New technology invades privacy, requires proper consent

Easy system for airlines seems too good to be true

Isabella Kanne

Consent is not being given for JetBlue’s facial recognition and privacy is being invaded.

Airline JetBlue uses facial recognition which passengers can opt-out of this step but even so, they are still in the airline company’s system. Using the data in this system without passengers consent is a complete misstep.

The Department of Homeland Security gives the Customs and Border Protection database access to photos of anyone.

Who has applied for a US passport or visa or anyone who has interacted with Customs and Border Protection in the past according to Travel and Leisure.

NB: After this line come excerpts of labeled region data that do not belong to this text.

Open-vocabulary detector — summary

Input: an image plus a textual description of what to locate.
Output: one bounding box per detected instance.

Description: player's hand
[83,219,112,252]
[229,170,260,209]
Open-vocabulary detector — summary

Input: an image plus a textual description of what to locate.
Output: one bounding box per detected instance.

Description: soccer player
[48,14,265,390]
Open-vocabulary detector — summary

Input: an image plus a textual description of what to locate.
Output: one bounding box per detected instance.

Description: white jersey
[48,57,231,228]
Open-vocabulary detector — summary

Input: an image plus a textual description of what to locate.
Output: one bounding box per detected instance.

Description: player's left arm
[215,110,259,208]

JetBlue claims that it has no access to the photos or information used in this process.

Some passengers are worried about the process invading their privacy. Even if the passenger wanted to opt-out of the facial recognition step, their information would already have been passed on without consent.

In doing so this not only violates privacy, but also creates a break in trust between the company and potential flyers.

Facial recognition is already being used on some cell phones, but that is a more private use of the software.

Although people may speculate phone companies then have access to facial information, many have come out and said your information will never leave your device without your permission, according to Apple’s privacy policies. 

While facial recognition may begin to revolutionize other industries, air travel should stay away from it unless the passengers have given consent to have their information used in that way.